The period around 1906–7 is sometimes referred to as Picasso's ‘Negro period', because of the influence of African sculpture on his work at this time, but rather than marking a coherent phase, this influence was ‘the leading feature of a period of indecision which lasted more than a year’ ( Timothy Hilton,
Picasso, 1975).
Cézanne was another major influence on Picasso at this time, as he concentrated on the analysis and simplification of form. This process culminated in
Les Demoiselles d'Avignon (MOMA, New York, 1907), which in its distortions of form was as violent a revolt against tradition as the paintings of the Fauves in the realm of colour. The painting shows five sinister-looking naked women, and its title was jokingly suggested by André
Salmon, who pretended to see a resemblance between them and prostitutes in the Carrer d'Avinyo (Avignon Street) in Barcelona. At the time the picture was incomprehensible even to other avant-garde artists, including Matisse and
Derain, and it was not shown publicly until 1916 or reproduced until 1925. It is now seen not only as a pivotal work in Picasso's personal development but as the most important single landmark in the development of 20th-century painting. It was the herald of
Cubism, which Picasso developed in close association with
Braque and then
Gris from 1907 up to the First World War. Towards the end of this period, Picasso made an almost equally revolutionary contribution to sculpture by creating works from pieces of commonplace material, for example
Guitar (Musée Picasso, Paris, 1912), which is made of cardboard, paper, and string. His sculptures of this type (which represent a development of Cubist
collage into three dimensions) were generally fairly small and jokey, but the idea was soon developed in a more ambitious way, and through
Tatlin (who visited Picasso in 1914) it inspired
Constructivism.
During the First World War Picasso continued working in Paris, but in 1917 he went to Rome with his friend Jean
Cocteau to design costumes and scenery for the ballet
Parade, which was being produced by
Diaghilev. Picasso fell in love with one of the dancers, Olga Koklova, and they married in 1918, moving into a grand apartment in a fashionable part of Paris, as the bohemian days of his youth were left behind. The visit to Italy was also an important factor in introducing the strain of monumental
Neoclassicism that was one of the most prominent features of Picasso's work in the early 1920s (
Mother and Child, Art Institute of Chicago, 1921), but at this time he also became involved with
Surrealism—indeed André
Breton hailed him as one of the initiators of the movement. However his predominant interest in the analysis and synthesis of form was at bottom opposed to the irrational elements of Surrealism, its exaltation of chance, or fascination with material drawn from dreams or the unconscious.

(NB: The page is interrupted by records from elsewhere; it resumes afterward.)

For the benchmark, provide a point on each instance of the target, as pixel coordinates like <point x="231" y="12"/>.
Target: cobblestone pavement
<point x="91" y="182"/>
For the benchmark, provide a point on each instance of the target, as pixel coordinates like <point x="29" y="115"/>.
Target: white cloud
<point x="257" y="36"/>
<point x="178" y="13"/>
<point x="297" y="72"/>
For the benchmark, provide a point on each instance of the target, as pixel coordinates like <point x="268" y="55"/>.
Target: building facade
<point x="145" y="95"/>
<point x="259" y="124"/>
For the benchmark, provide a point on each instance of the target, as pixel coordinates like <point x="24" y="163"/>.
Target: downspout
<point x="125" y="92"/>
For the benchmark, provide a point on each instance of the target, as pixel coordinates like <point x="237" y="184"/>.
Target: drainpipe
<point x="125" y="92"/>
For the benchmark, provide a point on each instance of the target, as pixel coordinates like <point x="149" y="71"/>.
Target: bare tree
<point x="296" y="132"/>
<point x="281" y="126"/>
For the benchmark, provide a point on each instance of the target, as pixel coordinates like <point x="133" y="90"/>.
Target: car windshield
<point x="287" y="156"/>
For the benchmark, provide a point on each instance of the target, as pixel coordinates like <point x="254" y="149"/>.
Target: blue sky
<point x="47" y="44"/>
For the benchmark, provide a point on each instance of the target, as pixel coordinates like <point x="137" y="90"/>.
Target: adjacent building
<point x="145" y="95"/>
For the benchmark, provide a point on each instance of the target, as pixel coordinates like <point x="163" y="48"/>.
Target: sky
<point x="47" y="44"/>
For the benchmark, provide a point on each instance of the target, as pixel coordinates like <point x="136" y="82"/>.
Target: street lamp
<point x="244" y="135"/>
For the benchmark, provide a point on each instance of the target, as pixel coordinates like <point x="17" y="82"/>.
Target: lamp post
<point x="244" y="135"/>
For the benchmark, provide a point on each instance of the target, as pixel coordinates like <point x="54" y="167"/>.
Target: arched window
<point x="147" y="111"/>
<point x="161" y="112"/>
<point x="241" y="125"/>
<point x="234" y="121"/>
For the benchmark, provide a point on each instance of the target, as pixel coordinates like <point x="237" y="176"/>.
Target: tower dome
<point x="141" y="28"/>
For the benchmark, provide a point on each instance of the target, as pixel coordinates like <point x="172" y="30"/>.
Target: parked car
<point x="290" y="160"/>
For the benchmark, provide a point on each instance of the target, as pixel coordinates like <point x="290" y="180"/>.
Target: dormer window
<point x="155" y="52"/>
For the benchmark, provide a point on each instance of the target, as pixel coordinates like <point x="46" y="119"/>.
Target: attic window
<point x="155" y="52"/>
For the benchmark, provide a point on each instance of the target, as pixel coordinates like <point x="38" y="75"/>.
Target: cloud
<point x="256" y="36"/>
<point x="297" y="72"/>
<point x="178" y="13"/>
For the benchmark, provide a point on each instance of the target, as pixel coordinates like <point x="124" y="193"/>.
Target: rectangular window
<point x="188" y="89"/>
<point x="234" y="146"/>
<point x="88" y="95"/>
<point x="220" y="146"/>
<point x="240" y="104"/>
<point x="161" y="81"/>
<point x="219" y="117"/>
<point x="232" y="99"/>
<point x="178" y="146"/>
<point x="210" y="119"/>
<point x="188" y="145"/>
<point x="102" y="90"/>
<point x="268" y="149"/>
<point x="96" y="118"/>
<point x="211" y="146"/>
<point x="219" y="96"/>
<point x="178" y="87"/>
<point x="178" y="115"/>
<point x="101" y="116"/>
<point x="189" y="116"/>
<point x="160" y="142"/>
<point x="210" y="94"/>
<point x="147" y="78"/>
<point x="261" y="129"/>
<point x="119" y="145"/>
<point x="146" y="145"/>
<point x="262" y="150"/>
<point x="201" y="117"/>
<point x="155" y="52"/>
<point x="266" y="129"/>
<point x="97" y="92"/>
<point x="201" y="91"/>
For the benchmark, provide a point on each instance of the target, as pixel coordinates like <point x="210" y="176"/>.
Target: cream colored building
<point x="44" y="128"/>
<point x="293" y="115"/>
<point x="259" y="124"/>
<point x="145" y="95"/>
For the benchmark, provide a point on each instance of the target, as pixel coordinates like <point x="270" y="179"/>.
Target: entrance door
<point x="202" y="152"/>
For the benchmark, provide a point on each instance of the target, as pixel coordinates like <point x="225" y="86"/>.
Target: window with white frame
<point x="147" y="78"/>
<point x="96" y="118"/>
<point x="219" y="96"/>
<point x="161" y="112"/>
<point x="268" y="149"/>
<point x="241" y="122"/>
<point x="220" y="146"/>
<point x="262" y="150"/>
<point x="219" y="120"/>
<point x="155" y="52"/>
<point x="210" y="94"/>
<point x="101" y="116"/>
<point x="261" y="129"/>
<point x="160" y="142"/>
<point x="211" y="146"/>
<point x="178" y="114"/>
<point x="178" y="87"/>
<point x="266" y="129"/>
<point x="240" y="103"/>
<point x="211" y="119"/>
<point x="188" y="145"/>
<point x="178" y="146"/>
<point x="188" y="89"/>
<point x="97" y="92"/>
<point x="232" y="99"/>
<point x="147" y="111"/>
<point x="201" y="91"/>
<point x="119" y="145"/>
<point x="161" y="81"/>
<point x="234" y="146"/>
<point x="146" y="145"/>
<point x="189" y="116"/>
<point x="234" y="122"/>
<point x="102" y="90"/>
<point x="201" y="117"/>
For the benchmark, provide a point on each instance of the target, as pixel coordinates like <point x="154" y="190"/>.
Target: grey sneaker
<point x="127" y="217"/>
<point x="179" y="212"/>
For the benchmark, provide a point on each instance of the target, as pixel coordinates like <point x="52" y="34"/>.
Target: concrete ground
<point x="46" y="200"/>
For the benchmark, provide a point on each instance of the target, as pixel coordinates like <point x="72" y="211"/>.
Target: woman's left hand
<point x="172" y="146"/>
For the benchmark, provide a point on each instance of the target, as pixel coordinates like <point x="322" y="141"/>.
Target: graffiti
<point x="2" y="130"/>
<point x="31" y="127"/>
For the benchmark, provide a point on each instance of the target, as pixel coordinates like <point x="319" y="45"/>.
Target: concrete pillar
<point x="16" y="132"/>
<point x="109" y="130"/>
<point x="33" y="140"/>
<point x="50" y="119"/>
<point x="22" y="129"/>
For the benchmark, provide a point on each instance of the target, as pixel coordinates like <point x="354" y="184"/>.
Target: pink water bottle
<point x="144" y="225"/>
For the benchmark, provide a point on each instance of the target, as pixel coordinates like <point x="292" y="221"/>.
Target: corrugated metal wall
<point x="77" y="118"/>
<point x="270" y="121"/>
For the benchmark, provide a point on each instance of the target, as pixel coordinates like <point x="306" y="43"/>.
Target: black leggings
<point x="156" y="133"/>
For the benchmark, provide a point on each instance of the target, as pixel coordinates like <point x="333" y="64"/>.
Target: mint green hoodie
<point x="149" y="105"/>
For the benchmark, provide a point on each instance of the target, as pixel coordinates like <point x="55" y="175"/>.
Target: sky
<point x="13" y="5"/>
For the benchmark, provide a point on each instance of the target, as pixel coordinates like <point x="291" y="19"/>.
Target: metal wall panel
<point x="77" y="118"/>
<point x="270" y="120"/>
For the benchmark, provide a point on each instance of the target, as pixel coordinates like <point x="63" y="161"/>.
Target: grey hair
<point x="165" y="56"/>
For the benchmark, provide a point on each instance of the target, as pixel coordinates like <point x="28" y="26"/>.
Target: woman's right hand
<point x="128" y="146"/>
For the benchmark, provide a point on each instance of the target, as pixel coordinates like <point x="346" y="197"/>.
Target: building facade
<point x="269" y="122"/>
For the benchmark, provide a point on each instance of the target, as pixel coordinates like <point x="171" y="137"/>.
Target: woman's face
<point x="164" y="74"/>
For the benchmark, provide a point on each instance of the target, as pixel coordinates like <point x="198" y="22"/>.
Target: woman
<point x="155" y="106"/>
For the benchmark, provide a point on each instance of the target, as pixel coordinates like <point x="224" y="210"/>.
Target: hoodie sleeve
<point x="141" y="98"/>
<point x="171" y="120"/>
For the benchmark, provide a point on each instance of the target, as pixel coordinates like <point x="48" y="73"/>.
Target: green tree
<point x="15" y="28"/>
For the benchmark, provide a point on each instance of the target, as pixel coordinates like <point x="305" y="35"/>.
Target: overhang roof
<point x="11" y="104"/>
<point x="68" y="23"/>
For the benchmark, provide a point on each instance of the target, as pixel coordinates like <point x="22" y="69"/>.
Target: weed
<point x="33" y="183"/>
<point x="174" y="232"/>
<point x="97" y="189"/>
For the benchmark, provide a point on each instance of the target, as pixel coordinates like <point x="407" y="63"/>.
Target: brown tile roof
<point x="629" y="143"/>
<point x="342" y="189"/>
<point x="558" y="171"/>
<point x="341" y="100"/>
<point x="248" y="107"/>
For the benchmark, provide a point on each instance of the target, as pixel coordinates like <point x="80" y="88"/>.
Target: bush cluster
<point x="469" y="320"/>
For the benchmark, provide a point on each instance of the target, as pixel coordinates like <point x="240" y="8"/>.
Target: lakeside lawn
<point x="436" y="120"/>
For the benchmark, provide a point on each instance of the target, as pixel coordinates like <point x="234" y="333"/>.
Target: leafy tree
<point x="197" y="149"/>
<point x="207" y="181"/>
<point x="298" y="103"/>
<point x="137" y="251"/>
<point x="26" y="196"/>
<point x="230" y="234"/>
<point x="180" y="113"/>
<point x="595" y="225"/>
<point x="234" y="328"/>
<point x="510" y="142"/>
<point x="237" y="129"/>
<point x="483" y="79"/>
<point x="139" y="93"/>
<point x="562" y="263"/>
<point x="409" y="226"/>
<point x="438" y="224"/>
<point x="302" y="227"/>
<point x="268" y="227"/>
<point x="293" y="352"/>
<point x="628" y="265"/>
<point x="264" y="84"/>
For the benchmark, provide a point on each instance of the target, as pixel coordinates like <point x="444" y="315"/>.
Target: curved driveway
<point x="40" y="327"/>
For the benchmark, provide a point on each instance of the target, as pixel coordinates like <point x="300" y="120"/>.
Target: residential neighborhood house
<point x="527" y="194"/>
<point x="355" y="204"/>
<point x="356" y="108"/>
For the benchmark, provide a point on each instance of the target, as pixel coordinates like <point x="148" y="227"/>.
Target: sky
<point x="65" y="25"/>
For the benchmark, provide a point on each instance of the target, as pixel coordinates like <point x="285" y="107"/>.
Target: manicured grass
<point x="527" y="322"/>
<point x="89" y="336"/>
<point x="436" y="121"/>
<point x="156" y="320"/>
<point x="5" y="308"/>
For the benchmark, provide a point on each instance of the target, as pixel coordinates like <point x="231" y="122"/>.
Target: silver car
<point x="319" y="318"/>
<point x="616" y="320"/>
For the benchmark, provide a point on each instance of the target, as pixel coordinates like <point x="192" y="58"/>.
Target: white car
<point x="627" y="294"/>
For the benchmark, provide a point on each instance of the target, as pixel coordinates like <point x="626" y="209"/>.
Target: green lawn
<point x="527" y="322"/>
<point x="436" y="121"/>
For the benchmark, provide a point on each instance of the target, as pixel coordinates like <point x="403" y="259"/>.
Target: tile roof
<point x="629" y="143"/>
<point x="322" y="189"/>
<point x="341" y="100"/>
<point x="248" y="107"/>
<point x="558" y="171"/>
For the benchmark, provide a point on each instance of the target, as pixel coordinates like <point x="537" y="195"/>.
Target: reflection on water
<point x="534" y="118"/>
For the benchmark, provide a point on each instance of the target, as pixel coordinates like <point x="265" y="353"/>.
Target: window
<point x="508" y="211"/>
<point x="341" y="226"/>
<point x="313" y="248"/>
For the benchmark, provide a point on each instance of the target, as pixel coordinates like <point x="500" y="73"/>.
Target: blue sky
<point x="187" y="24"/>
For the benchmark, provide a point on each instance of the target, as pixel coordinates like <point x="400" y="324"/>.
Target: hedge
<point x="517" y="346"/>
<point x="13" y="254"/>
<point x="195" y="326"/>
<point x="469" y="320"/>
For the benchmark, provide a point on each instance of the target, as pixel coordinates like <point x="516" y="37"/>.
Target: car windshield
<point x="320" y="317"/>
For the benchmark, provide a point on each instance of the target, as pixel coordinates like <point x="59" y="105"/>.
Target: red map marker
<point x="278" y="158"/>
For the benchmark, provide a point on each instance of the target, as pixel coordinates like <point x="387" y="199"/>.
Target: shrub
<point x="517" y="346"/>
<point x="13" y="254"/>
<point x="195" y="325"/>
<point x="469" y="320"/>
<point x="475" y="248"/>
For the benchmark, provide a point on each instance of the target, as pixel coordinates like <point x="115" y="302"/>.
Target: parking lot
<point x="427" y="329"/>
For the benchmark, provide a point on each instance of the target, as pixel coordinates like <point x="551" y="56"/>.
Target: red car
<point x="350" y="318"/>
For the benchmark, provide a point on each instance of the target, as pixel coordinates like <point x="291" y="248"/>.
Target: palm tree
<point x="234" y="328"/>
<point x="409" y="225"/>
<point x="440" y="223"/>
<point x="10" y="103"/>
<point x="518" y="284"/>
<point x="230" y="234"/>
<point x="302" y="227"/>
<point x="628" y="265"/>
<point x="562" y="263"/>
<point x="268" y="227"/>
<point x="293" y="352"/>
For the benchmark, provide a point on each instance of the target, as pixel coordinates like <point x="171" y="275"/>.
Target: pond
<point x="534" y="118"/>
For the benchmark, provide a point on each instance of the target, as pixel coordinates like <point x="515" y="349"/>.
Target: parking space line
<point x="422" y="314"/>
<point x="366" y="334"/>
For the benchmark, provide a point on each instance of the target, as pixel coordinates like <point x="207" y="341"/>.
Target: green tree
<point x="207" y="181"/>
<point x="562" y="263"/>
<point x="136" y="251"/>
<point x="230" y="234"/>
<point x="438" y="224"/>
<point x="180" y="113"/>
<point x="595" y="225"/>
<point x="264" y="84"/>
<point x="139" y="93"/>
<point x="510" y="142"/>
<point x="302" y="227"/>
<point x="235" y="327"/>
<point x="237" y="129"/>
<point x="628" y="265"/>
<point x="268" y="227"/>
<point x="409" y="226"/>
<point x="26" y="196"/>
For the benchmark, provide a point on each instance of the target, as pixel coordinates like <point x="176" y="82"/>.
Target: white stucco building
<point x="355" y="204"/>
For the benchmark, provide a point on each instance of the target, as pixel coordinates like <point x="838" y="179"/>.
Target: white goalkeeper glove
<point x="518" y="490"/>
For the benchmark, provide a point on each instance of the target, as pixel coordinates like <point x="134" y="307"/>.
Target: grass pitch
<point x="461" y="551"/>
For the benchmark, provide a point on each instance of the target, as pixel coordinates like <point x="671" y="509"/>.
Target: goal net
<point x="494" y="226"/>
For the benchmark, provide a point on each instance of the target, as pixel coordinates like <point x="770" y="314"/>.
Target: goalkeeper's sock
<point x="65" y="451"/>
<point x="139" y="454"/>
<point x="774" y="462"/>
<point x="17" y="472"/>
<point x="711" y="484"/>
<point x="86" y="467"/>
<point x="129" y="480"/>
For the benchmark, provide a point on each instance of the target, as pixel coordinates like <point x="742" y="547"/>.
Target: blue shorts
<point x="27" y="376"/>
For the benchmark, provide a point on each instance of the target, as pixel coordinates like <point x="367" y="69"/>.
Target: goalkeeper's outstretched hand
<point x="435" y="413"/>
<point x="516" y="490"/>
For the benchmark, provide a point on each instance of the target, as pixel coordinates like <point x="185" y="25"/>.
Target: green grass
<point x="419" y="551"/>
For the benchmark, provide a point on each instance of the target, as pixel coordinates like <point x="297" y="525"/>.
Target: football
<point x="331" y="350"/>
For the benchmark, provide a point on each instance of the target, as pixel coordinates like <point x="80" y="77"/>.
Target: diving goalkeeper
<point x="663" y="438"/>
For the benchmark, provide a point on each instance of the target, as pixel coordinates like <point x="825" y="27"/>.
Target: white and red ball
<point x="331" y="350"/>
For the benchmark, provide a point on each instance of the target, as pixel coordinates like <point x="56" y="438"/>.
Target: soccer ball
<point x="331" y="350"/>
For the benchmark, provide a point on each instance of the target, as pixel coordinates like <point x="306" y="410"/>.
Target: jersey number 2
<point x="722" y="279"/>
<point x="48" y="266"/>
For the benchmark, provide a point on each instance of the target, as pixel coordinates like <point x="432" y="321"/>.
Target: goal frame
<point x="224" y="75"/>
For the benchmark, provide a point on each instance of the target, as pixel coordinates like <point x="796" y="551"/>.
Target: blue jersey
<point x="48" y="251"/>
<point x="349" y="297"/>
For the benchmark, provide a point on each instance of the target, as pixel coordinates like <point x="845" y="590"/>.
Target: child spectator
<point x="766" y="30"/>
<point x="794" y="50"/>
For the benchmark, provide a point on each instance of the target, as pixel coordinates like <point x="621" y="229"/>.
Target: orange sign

Following his serene Neoclassical paintings, Picasso began to make violently expres sive works, fraught with emotional tension, anguish, and despair. This phase begins with
The Three Dancers (Tate Gallery, London, 1925), painted at a time when his marriage was becoming a source of increasing unhappiness and frustration (Picasso could not obtain a divorce, so he remained officially married to Olga until her death in 1955; he remarried in 1961). The life-size figures in
The Three Dancers are aggressively distorted in a savage parody of classical ballet; Alfred H.
Barr calls the picture ‘a turning point in Picasso's art almost as radical as the proto-cubist
Demoiselles d'Avignon'. Following this he became concerned with the mythological image of the Minotaur and images of the Dying Horse and the Weeping Woman. The period culminated in his most famous work,
Guernica (Centro de Arte Reina Sofía, Madrid, 1937), produced for the Spanish pavilion at the Paris Exposition Universelle of 1937 to express horror and revulsion at the bombing of the Basque capital Guernica by General Franco's German allies during the Spanish Civil War. It was followed by a number of other paintings attacking the cruelty and destructiveness of war, including
The Charnel House (MOMA, New York, 1945). ‘Painting is not done to decorate apartments', he said: ‘it is an instrument of war against brutality and darkness.’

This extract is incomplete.